Morgan v. . Bank

129 S.E. 585, 190 N.C. 209, 42 A.L.R. 1299, 1925 N.C. LEXIS 47
CourtSupreme Court of North Carolina
DecidedOctober 7, 1925
StatusPublished
Cited by23 cases

This text of 129 S.E. 585 (Morgan v. . Bank) is published on Counsel Stack Legal Research, covering Supreme Court of North Carolina primary law. Counsel Stack provides free access to over 12 million legal documents including statutes, case law, regulations, and constitutions.

Bluebook
Morgan v. . Bank, 129 S.E. 585, 190 N.C. 209, 42 A.L.R. 1299, 1925 N.C. LEXIS 47 (N.C. 1925).

Opinion

Action to recover of defendant the value of certain unregistered Liberty Loan Bonds, owned by plaintiff, and placed by him in a safety deposit box, rented from defendant, for the safe-keeping of valuable papers and securities; said safety deposit box was one of many similar boxes, placed and kept in the vault, in defendant's bank building, and rented to its customers. On 6 November, 1920, plaintiff called at defendant's bank, and then and there demanded the delivery to him of said bonds; defendant failed to deliver same to plaintiff in accordance with said demand, and has since failed to deliver said bonds to plaintiff; in his complaint, plaintiff alleges that said bonds were lost, destroyed or taken from defendant's bank, on 5 November, 1920, as "the result of defendant's carelessness, negligence, imprudence and incautiousness in protecting, keeping and preserving said bonds."

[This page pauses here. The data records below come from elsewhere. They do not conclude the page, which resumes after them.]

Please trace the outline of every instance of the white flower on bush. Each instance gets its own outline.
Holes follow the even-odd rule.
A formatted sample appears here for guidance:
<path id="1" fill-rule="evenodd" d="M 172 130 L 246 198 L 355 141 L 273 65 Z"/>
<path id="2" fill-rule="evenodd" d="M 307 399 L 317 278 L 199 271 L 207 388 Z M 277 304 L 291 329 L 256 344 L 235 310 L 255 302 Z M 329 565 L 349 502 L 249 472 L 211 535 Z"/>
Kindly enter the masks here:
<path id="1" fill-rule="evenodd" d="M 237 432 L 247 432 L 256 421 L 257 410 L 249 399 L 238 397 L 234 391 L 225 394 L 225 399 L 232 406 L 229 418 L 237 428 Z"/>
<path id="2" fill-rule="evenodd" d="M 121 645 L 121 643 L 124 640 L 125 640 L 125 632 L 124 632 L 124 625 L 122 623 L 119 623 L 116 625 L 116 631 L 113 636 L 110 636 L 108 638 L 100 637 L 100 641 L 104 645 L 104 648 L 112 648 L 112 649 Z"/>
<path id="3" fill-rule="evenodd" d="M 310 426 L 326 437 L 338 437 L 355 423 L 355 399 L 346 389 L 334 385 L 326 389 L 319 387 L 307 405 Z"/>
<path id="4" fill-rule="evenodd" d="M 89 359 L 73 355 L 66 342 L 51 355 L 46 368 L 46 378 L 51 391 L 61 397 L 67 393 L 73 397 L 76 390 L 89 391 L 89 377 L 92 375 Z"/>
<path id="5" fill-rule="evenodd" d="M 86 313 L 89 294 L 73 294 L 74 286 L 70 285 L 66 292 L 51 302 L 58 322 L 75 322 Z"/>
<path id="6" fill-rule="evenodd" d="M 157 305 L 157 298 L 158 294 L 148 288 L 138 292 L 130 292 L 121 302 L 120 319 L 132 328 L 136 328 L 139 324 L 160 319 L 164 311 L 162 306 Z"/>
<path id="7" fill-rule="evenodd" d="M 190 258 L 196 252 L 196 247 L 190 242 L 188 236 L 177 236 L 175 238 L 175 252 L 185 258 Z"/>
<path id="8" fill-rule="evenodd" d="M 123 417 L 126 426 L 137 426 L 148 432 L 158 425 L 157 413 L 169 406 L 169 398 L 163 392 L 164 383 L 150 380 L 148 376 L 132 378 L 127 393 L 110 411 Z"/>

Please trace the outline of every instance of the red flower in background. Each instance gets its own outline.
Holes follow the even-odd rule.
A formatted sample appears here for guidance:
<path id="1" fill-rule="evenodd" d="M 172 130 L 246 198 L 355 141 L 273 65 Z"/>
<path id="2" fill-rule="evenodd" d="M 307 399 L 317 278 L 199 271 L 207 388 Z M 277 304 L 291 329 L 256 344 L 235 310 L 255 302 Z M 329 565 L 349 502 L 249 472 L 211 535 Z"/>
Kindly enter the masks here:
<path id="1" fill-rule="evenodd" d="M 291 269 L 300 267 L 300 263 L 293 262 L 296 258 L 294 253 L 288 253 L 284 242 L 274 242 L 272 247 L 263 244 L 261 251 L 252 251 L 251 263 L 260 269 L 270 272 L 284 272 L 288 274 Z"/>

The vault in defendant's banking house, in which said safety deposit box was placed and kept, was entered during the night of 5 November, 1920, by burglars; said burglars, by means of high explosives, blew open the steel door of said vault, and violently and forcibly broke open various of the safety deposit boxes therein, and took and removed therefrom the contents of said safety deposit boxes; each of said safety deposit boxes was provided with a lock, the key to which was delivered to the customer at time the said box was rented to him; the locks of all said safety deposit boxes, however, were controlled by a master-key which was retained by defendant; the key to each box was retained by the individual customer to whom same was rented; no safety deposit box could be unlocked and opened without the use of both the individual key, which was in the possession of the customer, and the master key, which was in possession of defendant; defendant did not know and had *Page 211 no means of knowing the contents of the several safety deposit boxes in the said vault; as a result of the burglary, many valuable papers and securities were stolen from said safety deposit boxes by the burglars, none of which have been recovered by defendant; defendant, in its answer, expressly denied that it was negligent with respect to said safety deposit boxes or with respect to the contents of the same; it denied that the said burglary was the result of any negligence on its part, and expressly alleged that its bank building was equipped with "standard modern steel and concrete vaults and with all other reasonable, approved and accepted devices and equipment to assure safety from fire and to protect, as far as might be, from theft and burglary"; that the safety deposit boxes provided for its customers were placed inside "its steel-doored, concrete, safety-locked vault"; and that "on the night of 5 November, 1920, the defendant's bank vault, safes and doors, having all been therefore securely locked and bolted with combination safety locks, burglars, apparently professionals and highly skilled in the use of high explosives, with dynamite, nitro-glycerine, T.N.T., or some other powerful explosive, blew out the heavy steel door of the bank's vault and effected an entrance thereto; that they then violently and forcibly broke open various of the safety deposit boxes" and stole the contents of same.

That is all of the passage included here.